Short Answer
The Octree is favoured in games and rendering, because
- It supports visual level of detail, sensibly.
- It provides extremely tight compression of sparsely-populated spaces. (c.f. SVOs)
- At its lowest level it matches the uniformly-sized / -placed cells required for a voxel world. Other 3D accelerative structures may not do this, as explained below.
Full Explanation - TL;DR
Hierarchical spatial subdivision is used for two main reasons
- LoD: To avoid iterating over detail that is far away and thus not of interest;
- To accelerate iteration through a space, e.g. in raytracing or AI pathfinding, by walking a shallow level of the data structure where possible, i.e. where there are fewer nodes across a given distance.
Why is the octree commonly touted? As compared against it's usual competitor, the KD-tree, it...
Provides uniform subdivision at every level. This is an excellent way to achieve smoothly-degrading LoD (level of detail) while maintaining equal "smoothness" across each LoD grade. So visually this works better than a KD-tree, which isn't really suited to the purpose of LoD.
Is exactly the same form of subdivision at each level (8 children per parent with the same layout each time) so certain assumption can be made, resulting in fewer conditionals. Perhaps more importantly, this gives us more accurate bounds on processing cost than a KD-tree, which may have N != 2
subdivisions in each axis... there is a general rule in engineering real-time systems that it is better to have a lower but stable FPS than an FPS with a high maximum rate and a too-low minimum.
Provides extremely rigourous compression as compared with other 3D spatial subdivision approaches; hence the term, "sparse voxel octrees" (SVOs). This means you can store a relatively enormous space containing a very small amount of voxel solids, efficiently, using an octree.
To give you some further persective, pros and cons for KD-trees:
- KD-trees tend to make more efficient use of space / time overall, in terms of the number of boundary planes the data structure contains, which also improves speed of traversal.
- Simply not suitable for distance-based LoD, due to variable granularity and alignment.

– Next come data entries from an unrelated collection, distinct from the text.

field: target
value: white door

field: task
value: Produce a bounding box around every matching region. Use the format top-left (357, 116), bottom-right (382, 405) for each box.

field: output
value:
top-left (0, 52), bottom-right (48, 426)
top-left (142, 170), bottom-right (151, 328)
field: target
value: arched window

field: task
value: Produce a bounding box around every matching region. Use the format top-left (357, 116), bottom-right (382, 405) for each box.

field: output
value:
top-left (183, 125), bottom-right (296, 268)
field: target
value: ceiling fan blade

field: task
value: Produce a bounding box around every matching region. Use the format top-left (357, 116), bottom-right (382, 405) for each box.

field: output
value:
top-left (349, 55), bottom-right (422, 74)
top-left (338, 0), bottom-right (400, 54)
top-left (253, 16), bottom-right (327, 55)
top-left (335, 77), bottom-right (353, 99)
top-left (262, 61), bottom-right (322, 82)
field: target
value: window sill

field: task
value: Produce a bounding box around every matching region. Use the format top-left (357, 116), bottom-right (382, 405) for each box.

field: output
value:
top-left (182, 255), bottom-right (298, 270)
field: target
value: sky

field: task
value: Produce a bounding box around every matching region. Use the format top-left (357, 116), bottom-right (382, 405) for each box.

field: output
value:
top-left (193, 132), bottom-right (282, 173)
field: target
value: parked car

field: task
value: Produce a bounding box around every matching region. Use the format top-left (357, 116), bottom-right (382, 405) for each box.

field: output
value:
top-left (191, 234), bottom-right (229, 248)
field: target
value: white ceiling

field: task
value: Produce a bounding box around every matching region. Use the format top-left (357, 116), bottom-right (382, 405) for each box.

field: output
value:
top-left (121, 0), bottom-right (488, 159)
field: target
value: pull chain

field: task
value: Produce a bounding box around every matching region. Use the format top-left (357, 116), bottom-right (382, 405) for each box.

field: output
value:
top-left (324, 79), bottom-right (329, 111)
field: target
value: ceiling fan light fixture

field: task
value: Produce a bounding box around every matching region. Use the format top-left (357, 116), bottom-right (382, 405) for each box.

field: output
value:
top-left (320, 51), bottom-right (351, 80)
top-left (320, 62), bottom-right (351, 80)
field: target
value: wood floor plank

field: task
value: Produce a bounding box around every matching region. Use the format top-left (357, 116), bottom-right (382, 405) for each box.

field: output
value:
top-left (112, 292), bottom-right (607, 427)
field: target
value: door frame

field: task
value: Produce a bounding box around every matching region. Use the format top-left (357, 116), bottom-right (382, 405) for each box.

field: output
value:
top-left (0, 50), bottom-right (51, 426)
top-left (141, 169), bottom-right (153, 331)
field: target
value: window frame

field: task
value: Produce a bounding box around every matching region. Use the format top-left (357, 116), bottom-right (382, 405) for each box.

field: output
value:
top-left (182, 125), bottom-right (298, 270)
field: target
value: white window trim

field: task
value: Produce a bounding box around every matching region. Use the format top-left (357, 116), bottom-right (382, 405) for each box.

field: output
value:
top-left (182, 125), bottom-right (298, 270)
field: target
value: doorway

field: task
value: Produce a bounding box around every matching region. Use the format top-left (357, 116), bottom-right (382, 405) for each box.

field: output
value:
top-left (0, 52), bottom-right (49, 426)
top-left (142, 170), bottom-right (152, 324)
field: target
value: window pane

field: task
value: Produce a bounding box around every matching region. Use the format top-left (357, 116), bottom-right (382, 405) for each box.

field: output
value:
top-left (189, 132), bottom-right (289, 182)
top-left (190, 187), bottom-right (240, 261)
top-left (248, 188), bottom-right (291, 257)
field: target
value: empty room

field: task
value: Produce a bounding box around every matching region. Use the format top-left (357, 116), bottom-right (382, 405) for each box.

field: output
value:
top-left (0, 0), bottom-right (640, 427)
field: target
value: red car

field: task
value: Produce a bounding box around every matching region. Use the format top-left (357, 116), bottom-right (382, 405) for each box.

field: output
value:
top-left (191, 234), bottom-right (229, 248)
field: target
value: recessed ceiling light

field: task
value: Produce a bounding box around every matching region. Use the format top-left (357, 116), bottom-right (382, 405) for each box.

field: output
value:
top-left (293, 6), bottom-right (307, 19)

For most, it turns out that the pros of octrees end up winning the day. From an engineering standpoint, conceptual uniformity (simplicity) and predictability of execution paths win the day.
Less compact alternatives
In many instances it has been proposed that in spite of the conceptual simplicity of octree traversal, the octree is non-optimal in this sense due to the sheer number of levels of subdivision, which results from the division ratio (1:2 per axis) being so low. If, as in your case, instead of 2x2x2 children per node, there are 16x16x16, we would greatly reduce the number of node boundaries, simplifying cache linearisation which leads to better performance on the overall. Of course, what is crucial to note is that, as with most engineering decisions, this is a trade-off between space and time; the compression of sparse spaces will be far worse with 16x16x16 subdivisions, than with an octree. We call this flattening the data structure.